SØREN FORENSIC INSTITUTE Program in Forensic Psychology
Forensic Psychology — Program Overview
Forensic psychology focuses on analyzing human behavior in the context of violence, criminality, and high-stakes situations—where motives, emotions, and decisions reveal their most intense forms. The program integrates psychological knowledge with investigative practice, emphasizing how to think about crime analytically, evidence-based, and with full awareness of the complexity of human nature. Participants explore the processes that lead to homicide, sexual offending, manipulation, violence escalation, and victim selection—not through sensationalism, but through psychological structures and behavioral patterns supported by research.
The program includes six core areas: criminal profiling of homicide offenders, the psychology of serial and mass murderers, the analysis of modus operandi and signature behaviors, the psychology of sexual offenders, victimology, and the psychology of interviews and interrogations. Each module illuminates a different dimension of the relationship between offender, victim, and situational context, together forming a coherent map of the processes that shape human behavior under extreme conditions.

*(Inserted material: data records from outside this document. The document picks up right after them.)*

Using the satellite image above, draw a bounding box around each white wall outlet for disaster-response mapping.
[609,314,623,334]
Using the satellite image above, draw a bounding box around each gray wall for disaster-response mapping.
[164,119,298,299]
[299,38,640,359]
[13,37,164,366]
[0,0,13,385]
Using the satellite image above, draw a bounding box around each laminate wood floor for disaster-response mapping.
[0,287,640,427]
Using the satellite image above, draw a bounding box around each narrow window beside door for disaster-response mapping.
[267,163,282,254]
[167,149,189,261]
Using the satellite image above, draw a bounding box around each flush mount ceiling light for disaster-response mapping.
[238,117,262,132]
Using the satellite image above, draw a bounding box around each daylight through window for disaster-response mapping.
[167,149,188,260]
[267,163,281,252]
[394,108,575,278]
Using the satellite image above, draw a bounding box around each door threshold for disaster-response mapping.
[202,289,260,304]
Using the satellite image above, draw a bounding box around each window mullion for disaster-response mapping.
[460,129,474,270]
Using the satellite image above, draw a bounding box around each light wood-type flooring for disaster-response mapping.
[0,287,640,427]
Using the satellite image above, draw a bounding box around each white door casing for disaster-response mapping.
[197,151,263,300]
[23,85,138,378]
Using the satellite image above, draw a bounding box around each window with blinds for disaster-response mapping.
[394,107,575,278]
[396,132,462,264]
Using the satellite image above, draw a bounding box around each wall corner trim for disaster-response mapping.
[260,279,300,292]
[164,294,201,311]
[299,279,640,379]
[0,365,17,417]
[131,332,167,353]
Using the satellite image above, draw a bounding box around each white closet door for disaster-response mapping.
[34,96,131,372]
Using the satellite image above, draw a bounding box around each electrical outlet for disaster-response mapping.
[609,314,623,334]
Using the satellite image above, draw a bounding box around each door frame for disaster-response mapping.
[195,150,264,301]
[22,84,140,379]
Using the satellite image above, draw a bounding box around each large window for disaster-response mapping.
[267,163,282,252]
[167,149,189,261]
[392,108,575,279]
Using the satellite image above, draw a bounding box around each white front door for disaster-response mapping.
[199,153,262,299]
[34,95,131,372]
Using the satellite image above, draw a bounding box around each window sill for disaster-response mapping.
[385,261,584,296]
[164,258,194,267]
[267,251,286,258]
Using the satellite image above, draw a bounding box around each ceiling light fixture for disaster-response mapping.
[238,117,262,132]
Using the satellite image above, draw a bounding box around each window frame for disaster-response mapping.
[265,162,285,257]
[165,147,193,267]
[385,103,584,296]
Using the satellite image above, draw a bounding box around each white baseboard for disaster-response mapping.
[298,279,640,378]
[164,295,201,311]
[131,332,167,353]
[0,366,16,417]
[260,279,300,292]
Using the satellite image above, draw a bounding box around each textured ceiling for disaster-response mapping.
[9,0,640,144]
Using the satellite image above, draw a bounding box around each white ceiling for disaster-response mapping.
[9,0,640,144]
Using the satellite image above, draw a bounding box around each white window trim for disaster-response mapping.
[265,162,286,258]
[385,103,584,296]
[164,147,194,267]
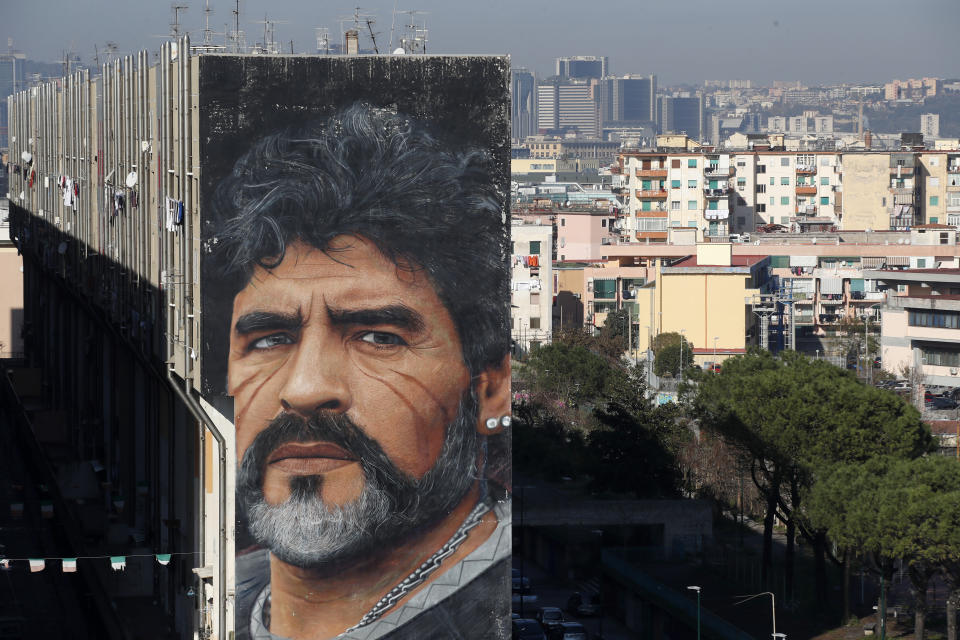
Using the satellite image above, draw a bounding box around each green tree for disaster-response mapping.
[808,456,960,640]
[692,351,932,602]
[653,340,693,377]
[525,342,613,406]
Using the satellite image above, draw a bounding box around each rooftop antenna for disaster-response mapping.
[340,7,380,53]
[170,3,190,39]
[315,27,330,55]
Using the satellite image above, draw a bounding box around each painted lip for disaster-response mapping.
[267,442,357,475]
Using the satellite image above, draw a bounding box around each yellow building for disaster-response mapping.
[650,243,769,366]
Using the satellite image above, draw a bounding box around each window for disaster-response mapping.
[907,310,960,329]
[920,345,960,367]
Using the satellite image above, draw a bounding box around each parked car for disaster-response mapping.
[510,569,530,593]
[564,591,598,618]
[547,622,588,640]
[923,396,957,411]
[510,618,547,640]
[537,607,563,633]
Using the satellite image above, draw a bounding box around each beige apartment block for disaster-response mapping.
[840,152,893,231]
[510,220,553,353]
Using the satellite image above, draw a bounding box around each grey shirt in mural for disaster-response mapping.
[237,500,512,640]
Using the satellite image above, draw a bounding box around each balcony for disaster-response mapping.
[703,164,735,178]
[634,169,667,180]
[703,209,730,220]
[703,187,733,198]
[637,189,667,200]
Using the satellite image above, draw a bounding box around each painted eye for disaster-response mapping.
[250,333,293,350]
[360,331,407,347]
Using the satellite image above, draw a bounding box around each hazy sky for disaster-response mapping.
[7,0,960,84]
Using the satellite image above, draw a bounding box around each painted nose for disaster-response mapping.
[280,339,350,417]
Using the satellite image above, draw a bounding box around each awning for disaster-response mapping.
[790,256,817,267]
[820,278,843,294]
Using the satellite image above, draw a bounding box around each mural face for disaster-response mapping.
[200,56,511,639]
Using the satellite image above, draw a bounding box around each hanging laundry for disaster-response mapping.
[63,176,73,207]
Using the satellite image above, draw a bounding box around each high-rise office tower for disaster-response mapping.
[557,56,610,80]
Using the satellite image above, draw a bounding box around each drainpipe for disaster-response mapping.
[167,363,227,638]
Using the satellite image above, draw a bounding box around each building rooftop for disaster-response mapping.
[670,255,767,268]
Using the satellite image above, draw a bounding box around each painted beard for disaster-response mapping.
[237,391,480,569]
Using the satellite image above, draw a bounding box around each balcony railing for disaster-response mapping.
[637,189,667,198]
[703,209,730,220]
[634,169,667,179]
[703,187,733,198]
[703,164,735,178]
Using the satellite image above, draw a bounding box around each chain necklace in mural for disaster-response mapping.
[337,500,490,637]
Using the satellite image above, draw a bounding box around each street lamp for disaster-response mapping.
[687,585,700,640]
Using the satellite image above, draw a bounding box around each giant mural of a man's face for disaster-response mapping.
[207,61,510,639]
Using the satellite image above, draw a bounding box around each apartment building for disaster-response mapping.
[864,269,960,386]
[510,219,553,353]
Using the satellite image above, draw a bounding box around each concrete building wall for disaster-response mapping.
[840,153,892,230]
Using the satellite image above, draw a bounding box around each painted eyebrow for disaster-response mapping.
[233,310,303,336]
[327,304,426,332]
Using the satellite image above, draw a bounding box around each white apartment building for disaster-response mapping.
[510,219,553,353]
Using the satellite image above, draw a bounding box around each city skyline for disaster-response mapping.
[0,0,960,85]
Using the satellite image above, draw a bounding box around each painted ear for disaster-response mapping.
[476,354,510,436]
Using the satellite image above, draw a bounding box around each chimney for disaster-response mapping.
[343,29,360,56]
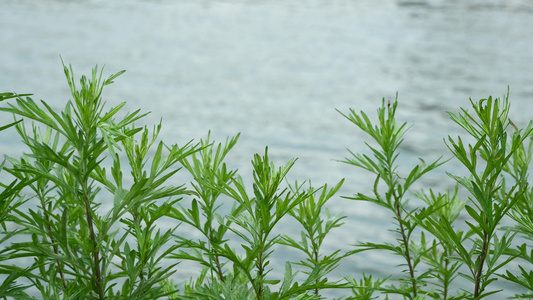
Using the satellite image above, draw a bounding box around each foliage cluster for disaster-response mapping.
[0,65,533,300]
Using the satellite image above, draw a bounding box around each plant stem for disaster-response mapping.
[39,195,67,289]
[474,227,489,299]
[394,199,417,297]
[82,183,104,300]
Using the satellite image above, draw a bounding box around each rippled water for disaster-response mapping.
[0,0,533,298]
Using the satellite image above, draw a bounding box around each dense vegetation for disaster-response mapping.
[0,62,533,300]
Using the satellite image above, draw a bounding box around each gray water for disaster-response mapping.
[0,0,533,299]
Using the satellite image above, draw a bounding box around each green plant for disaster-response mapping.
[0,62,196,299]
[339,99,442,299]
[344,97,533,299]
[0,61,533,300]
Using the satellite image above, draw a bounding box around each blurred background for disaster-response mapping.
[0,0,533,299]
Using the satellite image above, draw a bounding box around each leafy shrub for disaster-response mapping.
[0,65,533,299]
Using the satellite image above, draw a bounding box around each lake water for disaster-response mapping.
[0,0,533,299]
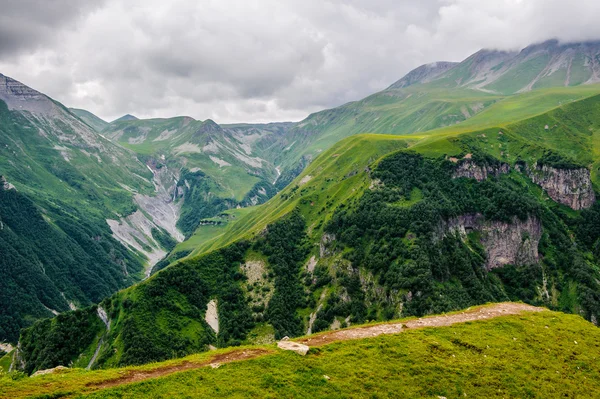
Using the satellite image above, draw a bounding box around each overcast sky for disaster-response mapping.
[0,0,600,123]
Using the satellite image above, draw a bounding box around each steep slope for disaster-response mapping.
[69,108,108,132]
[102,117,286,236]
[0,307,600,398]
[428,40,600,94]
[0,75,178,343]
[251,40,600,183]
[20,96,600,371]
[388,61,458,90]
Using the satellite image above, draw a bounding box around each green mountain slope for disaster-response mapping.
[69,108,108,132]
[0,311,600,398]
[15,96,600,371]
[0,75,180,343]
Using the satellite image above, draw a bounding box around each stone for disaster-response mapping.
[31,366,68,377]
[438,213,542,270]
[277,340,310,356]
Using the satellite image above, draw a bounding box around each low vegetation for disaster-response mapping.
[0,311,600,398]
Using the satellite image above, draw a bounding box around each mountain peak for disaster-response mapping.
[388,61,458,90]
[0,73,57,114]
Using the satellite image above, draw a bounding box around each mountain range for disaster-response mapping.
[0,41,600,382]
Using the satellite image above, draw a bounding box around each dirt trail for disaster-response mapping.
[294,302,545,346]
[82,302,546,391]
[87,349,273,389]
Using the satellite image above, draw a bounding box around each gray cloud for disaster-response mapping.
[0,0,600,122]
[0,0,103,57]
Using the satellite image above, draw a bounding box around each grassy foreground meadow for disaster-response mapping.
[0,304,600,398]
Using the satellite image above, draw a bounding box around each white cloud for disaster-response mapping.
[0,0,600,122]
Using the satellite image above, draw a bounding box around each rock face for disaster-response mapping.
[388,61,458,90]
[452,160,510,181]
[0,175,15,190]
[204,299,219,334]
[527,164,596,210]
[0,74,57,114]
[277,337,310,356]
[319,233,335,258]
[441,214,542,270]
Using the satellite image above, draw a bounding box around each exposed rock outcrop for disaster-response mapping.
[452,159,510,181]
[277,337,310,356]
[204,299,219,334]
[526,164,596,210]
[0,175,15,190]
[440,214,542,270]
[319,233,335,258]
[31,366,69,377]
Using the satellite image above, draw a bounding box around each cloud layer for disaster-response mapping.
[0,0,600,123]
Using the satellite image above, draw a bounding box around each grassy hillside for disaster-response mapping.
[69,108,108,132]
[175,90,600,255]
[0,311,600,398]
[15,96,600,371]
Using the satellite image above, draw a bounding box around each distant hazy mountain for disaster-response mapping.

In the SØREN Institute approach, forensic psychology is not about the spectacle of violence, but about understanding—asking what leads a person to cross boundaries, how criminal mechanisms develop, and how these processes can be examined with scientific precision. This pillar equips participants with tools to view crime not as a collection of random facts, but as a dynamic system of psychological and environmental elements that can be interpreted, studied, and organized.

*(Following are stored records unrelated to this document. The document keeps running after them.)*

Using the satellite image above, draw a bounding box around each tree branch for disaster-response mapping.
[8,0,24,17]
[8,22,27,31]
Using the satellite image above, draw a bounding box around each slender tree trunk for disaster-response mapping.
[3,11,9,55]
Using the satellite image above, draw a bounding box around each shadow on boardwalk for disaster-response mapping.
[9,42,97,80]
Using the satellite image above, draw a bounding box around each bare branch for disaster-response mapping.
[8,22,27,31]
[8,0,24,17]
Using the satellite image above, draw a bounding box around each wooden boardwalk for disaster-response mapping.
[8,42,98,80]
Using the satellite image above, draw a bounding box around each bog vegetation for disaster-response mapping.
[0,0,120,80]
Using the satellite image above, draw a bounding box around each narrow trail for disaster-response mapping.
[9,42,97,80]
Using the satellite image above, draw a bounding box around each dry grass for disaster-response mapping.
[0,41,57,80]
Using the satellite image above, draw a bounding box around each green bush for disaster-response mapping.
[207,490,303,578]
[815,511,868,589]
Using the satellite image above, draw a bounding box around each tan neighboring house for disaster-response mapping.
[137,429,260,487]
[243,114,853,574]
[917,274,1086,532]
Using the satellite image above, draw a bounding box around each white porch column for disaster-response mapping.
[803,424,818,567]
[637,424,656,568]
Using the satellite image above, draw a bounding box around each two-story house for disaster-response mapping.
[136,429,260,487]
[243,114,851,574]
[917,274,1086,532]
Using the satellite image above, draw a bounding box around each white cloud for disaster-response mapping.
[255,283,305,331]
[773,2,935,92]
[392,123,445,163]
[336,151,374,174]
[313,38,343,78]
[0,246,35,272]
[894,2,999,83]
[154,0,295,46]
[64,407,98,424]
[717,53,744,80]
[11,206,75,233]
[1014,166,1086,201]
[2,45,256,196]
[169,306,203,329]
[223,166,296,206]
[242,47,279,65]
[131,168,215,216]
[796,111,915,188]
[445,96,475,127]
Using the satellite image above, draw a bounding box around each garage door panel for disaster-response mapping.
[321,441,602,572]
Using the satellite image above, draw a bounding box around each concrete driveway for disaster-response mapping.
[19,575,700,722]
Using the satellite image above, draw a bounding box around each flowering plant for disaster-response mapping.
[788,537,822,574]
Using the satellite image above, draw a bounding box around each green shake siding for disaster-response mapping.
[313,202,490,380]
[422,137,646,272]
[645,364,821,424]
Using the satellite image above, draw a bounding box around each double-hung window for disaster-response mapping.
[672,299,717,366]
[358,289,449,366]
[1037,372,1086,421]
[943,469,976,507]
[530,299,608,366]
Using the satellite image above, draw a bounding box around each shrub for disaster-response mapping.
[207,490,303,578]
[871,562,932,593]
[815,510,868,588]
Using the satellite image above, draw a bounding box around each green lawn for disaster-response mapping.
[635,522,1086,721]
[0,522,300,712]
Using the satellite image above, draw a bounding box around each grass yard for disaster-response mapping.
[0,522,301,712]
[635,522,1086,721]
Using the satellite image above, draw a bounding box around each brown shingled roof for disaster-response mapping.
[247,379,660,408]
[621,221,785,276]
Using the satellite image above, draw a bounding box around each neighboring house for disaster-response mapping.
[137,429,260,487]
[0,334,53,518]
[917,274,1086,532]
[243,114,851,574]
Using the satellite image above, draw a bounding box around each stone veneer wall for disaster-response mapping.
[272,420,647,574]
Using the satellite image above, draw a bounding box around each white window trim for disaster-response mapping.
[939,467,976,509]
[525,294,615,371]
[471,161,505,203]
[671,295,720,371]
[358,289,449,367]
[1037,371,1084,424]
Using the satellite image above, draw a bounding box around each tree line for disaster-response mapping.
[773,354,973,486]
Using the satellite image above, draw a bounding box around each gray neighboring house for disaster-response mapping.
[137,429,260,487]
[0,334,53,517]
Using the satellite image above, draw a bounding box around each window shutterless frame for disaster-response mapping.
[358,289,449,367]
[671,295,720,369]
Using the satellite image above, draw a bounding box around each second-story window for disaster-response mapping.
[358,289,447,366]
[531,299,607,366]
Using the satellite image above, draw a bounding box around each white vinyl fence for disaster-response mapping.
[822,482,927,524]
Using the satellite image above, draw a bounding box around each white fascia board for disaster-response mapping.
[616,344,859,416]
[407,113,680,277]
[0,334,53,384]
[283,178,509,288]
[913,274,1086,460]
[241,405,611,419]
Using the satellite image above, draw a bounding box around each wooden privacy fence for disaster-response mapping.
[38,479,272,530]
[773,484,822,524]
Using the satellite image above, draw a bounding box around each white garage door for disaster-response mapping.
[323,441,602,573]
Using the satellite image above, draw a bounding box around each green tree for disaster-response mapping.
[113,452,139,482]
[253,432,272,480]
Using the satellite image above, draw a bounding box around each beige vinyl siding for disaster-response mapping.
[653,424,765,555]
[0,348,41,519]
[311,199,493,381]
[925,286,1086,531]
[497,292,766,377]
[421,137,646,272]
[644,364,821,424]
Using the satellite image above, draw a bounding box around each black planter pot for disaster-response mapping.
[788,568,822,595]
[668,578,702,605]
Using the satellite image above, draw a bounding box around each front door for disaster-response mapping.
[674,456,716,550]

This program is designed for those who want to go deeper—to understand how investigative thinking works, how offender profiles are built, how scenes are analyzed, and how to communicate with people under high stress. Forensic psychology becomes a starting point for understanding crime as a process rather than a single event. It also serves as a foundation for the Institute’s other pillars, demonstrating that every behavior—even the most extreme—has its logic, its origins, and its consequences.